Lesson 5: If you are going to pay good money for something, let them finish their end of the bargain. If you buy yarn at an LYS and they offer to wind it, let them. They bought a really nice winder and swift. I have a chair and this piece of plastic. This also applies to cars and men.

Lesson 6: When you make an investment, make a committment as well. I should have also gotten the swift to take the chair out of the equation. Once again this probably also applies to cars and men.

Amazing how much of knitting applies to cars and men.

Wednesday, December 2, 2009

Amish and other assorted friendship

Last night I attended the Pioneer Woman book signing at Borders. It was insane and wonderful and exhausting all at the same time. I was exhausted after having only attended so I can only imagine how she must feel after an entire tour of smiling, signing, chatting and taking pictures.

I spent 6+ hours in Borders, made an assortment of new acquaintances, knitted an entire hat, ran into an old acquaintance, and traded off some Amish friendship goo to someone would is, lucky for her, friend enough to get some goo in a bag.

When I finally did get up to the table to have my book signed I was hoping to have something profound to say [I seem to always be hunting for that profound moment] but alas I was much too tired to come up with something worth remembering.

As for the goo....

If you've never made Amish Friendship Bread you probably have no clue of what I'm talking about and since I have no camera at the moment I am without the ability to show you.

Amish Friendship is a sweet bread that you cook after 9 days of starter bag mushing and share with 3 friends. EVERY 10 DAYS. After last night I am officially out of actual friends in Texas to give this to. Trust me, you'll have bread for months if you keep the process going.

There is a point of this goo story somewhere I promise.

As I handed off the gallon ziplock of bread goo someone else, a total stranger, walked by and raved about how she just cooked her bread and how amazing it was. I would bet money that somehow her bread is connected with my bread.

It's a six degrees of Kevin Bacon moment. I should have taken advantage of the opportunity to interrogate the woman and find the connection but I was working on coming up with something profound.

I may not have something profound but I do have one knitted hat and a cookbook full of amazing recipes. I vote evening well spent.

Monday, November 23, 2009

Mobius or not to Mobius

I keep having this debate about whether or not I like the whole Mobius scarf thing that's going on right now. I'm pretty certain that if I had one I wouldn't understand how to wear it.

Conceptually is a big piece of material that goes around and around and is attached so it has all this so called versatility.

Wear it as a cowl, wear it as a hat, wear it as a scarf, wear it as a wrap, wear it as a shrug. Doesn't that seem like an awful lot of expectations for a scarf? Plus it sounds like something the late great Bill Mays would sell.

"It keeps you warm, it's fashionable and it slices AND dices. For only 6 easy installments of 29.99 we'll even throw in a matching mitten set.
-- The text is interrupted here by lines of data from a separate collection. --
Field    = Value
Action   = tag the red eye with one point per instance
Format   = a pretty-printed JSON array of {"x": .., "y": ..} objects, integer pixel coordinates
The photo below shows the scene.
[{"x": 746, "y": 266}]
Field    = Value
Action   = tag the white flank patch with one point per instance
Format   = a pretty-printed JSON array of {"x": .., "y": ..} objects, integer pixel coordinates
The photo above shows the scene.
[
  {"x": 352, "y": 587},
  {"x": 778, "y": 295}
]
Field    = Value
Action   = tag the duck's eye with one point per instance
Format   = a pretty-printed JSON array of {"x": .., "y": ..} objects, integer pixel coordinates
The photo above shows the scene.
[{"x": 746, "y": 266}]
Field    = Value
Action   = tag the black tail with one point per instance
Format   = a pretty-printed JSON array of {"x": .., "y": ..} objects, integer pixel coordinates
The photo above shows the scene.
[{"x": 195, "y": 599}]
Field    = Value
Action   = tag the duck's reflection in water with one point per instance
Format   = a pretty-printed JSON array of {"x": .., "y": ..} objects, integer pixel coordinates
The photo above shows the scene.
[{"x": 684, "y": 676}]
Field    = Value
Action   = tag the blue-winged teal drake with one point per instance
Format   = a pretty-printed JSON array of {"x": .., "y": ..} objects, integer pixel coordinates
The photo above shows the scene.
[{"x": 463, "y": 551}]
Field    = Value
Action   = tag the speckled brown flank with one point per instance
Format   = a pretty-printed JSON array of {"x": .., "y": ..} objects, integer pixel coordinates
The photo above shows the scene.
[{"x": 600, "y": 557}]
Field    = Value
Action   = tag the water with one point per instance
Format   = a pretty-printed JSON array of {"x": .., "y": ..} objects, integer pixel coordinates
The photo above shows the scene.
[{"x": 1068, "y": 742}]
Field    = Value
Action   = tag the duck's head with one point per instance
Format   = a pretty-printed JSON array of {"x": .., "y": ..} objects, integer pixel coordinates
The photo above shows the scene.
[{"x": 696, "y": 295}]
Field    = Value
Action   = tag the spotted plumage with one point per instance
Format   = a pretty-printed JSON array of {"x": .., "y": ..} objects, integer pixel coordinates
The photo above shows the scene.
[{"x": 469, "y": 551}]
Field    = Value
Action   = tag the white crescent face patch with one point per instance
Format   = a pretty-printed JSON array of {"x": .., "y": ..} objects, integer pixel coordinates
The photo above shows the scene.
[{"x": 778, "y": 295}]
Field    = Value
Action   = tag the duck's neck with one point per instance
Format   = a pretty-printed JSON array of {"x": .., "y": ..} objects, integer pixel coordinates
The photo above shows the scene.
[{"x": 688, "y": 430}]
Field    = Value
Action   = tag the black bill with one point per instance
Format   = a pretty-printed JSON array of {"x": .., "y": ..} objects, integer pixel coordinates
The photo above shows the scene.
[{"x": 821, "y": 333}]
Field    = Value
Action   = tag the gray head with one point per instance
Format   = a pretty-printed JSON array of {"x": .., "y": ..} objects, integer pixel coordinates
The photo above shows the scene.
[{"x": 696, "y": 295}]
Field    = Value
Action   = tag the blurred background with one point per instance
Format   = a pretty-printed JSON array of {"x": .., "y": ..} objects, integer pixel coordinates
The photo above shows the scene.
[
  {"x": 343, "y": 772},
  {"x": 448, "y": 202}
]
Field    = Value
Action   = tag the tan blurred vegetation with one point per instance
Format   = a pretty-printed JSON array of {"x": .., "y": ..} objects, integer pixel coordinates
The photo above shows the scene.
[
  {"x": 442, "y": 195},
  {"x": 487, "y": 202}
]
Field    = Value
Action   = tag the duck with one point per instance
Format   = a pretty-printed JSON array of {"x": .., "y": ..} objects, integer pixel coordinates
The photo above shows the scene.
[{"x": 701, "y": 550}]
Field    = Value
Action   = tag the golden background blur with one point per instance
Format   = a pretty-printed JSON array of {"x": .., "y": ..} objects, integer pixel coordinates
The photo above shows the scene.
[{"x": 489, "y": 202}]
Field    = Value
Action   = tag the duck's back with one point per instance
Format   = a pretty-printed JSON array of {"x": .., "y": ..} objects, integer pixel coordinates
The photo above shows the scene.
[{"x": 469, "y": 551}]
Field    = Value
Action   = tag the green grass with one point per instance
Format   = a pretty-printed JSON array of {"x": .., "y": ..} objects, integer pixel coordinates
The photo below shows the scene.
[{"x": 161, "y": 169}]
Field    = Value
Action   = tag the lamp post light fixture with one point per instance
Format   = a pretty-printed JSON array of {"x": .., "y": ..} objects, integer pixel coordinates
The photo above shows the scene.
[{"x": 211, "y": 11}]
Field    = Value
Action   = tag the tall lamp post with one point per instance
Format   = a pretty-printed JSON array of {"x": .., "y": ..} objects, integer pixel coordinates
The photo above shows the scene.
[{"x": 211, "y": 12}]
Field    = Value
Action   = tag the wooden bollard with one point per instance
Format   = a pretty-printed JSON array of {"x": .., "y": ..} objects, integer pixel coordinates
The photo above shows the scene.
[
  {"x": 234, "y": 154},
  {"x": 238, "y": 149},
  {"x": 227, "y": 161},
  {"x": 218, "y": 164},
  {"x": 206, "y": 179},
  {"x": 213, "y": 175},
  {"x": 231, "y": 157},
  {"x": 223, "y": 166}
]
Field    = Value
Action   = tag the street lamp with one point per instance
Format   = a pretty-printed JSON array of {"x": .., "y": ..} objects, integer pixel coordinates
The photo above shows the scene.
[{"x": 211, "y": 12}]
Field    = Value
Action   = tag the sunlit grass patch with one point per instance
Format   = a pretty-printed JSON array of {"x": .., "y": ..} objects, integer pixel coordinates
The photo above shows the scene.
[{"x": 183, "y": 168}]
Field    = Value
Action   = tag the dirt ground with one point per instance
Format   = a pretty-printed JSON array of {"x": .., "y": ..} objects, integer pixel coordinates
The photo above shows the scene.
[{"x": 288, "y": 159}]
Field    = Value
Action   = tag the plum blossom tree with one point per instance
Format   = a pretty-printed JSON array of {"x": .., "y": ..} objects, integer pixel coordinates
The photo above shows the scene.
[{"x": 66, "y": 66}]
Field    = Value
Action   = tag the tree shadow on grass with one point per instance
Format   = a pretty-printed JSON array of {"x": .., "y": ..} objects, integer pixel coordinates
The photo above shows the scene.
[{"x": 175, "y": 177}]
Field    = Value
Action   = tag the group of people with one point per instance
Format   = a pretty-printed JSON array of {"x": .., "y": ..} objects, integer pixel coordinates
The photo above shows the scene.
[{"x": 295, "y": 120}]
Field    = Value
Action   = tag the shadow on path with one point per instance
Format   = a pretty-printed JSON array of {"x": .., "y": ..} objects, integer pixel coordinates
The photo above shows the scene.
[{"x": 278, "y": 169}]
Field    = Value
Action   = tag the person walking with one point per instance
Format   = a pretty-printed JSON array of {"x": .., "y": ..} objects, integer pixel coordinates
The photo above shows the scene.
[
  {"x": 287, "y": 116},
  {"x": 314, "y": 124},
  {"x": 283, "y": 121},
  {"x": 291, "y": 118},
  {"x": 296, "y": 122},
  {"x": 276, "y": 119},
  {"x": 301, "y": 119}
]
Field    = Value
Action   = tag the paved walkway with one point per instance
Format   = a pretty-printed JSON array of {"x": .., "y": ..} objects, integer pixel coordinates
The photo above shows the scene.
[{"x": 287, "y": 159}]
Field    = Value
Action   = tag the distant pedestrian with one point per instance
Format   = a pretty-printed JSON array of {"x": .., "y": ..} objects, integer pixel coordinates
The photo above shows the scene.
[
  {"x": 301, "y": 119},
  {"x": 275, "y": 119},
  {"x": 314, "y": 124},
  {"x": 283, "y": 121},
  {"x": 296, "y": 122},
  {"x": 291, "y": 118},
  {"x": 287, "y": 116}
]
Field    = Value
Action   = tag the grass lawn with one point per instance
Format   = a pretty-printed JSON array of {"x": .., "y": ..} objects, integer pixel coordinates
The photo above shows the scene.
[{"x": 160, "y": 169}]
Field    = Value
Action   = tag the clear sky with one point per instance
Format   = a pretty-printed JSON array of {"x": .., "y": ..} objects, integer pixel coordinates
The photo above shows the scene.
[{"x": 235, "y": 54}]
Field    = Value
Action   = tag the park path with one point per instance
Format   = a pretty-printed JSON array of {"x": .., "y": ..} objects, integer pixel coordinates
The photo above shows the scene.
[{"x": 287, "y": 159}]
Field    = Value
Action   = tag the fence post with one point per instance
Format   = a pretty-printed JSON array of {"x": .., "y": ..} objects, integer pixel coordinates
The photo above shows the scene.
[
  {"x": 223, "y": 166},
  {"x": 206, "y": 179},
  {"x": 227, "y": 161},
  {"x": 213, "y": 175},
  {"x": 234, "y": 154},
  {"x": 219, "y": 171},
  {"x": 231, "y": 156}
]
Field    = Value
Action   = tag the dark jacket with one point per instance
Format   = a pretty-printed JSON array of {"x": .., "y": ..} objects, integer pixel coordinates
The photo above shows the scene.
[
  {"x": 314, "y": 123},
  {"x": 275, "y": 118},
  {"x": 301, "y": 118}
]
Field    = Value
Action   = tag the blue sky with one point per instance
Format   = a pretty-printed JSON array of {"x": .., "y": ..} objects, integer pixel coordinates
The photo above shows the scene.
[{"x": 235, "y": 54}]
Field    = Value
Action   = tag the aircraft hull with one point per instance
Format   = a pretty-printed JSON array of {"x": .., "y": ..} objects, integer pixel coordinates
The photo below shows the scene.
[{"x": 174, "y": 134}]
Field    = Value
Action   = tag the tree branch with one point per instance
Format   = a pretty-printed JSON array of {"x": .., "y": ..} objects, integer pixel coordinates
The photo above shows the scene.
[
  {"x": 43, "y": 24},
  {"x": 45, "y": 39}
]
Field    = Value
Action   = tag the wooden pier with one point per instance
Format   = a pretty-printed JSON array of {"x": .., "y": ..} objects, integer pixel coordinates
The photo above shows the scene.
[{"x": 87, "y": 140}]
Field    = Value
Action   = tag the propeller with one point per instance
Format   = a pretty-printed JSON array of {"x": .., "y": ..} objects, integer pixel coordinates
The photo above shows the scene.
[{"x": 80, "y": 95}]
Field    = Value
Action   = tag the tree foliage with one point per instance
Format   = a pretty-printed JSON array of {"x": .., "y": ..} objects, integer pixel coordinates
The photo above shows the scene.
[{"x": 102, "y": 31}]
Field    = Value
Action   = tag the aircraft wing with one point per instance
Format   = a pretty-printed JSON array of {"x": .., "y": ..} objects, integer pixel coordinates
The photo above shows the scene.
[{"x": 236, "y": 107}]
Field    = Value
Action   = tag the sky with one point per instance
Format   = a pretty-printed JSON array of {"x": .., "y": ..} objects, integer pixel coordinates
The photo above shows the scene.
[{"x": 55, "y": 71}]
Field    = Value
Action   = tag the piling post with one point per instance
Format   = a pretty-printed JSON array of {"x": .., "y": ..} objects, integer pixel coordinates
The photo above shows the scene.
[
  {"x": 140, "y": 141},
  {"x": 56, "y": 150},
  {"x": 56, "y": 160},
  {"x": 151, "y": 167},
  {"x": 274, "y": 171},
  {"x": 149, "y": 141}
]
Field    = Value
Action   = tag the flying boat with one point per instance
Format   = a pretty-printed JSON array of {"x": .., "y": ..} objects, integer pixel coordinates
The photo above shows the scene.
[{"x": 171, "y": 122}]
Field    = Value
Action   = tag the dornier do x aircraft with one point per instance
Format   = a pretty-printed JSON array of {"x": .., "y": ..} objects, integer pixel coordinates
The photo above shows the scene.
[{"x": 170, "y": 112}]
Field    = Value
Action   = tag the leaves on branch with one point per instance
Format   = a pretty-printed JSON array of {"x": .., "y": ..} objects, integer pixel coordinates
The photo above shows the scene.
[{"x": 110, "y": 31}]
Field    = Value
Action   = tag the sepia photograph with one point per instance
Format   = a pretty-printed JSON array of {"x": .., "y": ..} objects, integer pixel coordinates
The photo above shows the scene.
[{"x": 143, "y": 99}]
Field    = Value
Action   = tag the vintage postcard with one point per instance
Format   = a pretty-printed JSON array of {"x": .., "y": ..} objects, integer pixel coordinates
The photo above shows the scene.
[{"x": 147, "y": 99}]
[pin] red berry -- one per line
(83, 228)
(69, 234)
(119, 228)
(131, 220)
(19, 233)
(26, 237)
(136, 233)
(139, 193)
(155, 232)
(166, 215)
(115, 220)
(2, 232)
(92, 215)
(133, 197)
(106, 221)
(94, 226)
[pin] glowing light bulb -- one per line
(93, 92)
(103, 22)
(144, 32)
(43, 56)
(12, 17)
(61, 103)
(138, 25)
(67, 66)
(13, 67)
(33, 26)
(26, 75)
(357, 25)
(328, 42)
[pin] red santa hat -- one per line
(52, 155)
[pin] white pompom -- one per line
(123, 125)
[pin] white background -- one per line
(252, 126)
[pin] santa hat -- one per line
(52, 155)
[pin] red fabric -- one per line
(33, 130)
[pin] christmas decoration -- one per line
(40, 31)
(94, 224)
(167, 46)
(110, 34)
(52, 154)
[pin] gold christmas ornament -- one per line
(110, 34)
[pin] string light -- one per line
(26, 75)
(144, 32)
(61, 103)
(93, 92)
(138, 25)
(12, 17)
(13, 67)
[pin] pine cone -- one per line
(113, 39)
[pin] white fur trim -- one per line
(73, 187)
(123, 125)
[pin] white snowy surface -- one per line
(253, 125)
What a DEAL"

The sick thing is even though I don't understand them, and I think they are kinda ugly, I still want to knit one. I blame the advertising.

[Image borrowed from ravelry's denicol, beautiful work!]

Monday, November 16, 2009

Hugs and Kisses - Rav Download Live

After nearly two months of trying to understand how get hooked up as a designer on Ravelry here it is, my debut as a digitally published designer. You can visit Ravelry to download now.

Here is my finished product, with many thanks to patterwhisper for taking the pictures.

It takes about a half a skein of Spa but as you can see from my pattern testers it is a great project for stash busting.

You need basic crochet skills (single & double).

Please feel free to share your feedback in the comments!